In support of the above conclusions see the following authorities:Morris v. Courts Company,
It appears from the evidence that Rossignol Crocy Inc. were mere pledgees of the stock by Jones for security of a debt owed by Jones to Rossignol Crocy Inc., and that expressly, under the contract between Rossignol Crocy Inc., and Jones, Rossignol Crocy Inc. had no right to sell or transfer the stock. If. however, Rossignol Crocy Inc., having the indicia of the right to sell and dispose *252
of the stock as above indicated, as it did, transferred the stock to Courts Company as security for money advanced to Rossignol Crocy Inc. by Courts Company, Jones would be estopped from recovering against Courts Company, but only to the extent of the amount of money which Courts Company had advanced to Rossignol Crocy Inc. on the stock.

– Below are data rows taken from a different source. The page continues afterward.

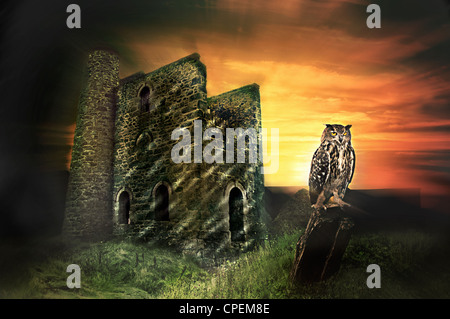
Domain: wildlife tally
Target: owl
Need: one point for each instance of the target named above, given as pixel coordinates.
(332, 167)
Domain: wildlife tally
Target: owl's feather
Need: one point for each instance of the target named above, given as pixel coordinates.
(332, 166)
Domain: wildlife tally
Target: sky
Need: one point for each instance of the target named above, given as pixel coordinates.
(315, 61)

The only way in which Courts Company could become bona fide purchasers of the stock in question to any extent would be based on their detriment by reason of Jones's having put it in the power of Rossignol Crocy Inc. to cause such detriment. If Courts Company subsequently sold this stock for more than the amount of indebtedness which this stock secured, Courts Company would be liable to account to the plaintiff therefor. Since it appears, however, that not only the plaintiff's stock but other stock was acquired together by Courts Company as security for the $15,325 advanced by Courts Company to Rossignol Crocy Inc., and since it appears that Courts Company afterwards sold all of this stock, and it does not appear what such stock sold for, the evidence fails to sustain a plea of estoppel. A person pleading an estoppel has the burden of sustaining the plea. Harris v. Neil,
The fact that Rossignol Crocy Inc. under a contract with Courts Company had authorized them to sell whatever stocks and other securities of Rossignol Crocy Inc. Courts Company had in their possession to satisfy past indebtedness of Rossignol Crocy Inc. to them would not give Courts Company authority to sell this stock, the title to which was in Rossignol Crocy Inc. only as security for a debt, and to which Courts Company had no rights, except as security for the money advanced thereon to Rossignol Crocy Inc., and to apply the proceeds of such sale on a pre-existing indebtedness of Rossignol Crocy Inc. While Courts Company were the agents of Jones to sell the stock, and may have so acted in selling the stock, Courts Company could retain from the proceeds of the sale what they were legally entitled to before accounting to Jones.
The evidence was sufficient to authorize a finding for the plaintiff, and therefore did not demand the verdict directed for the defendants. The court erred in directing a verdict for the defendants.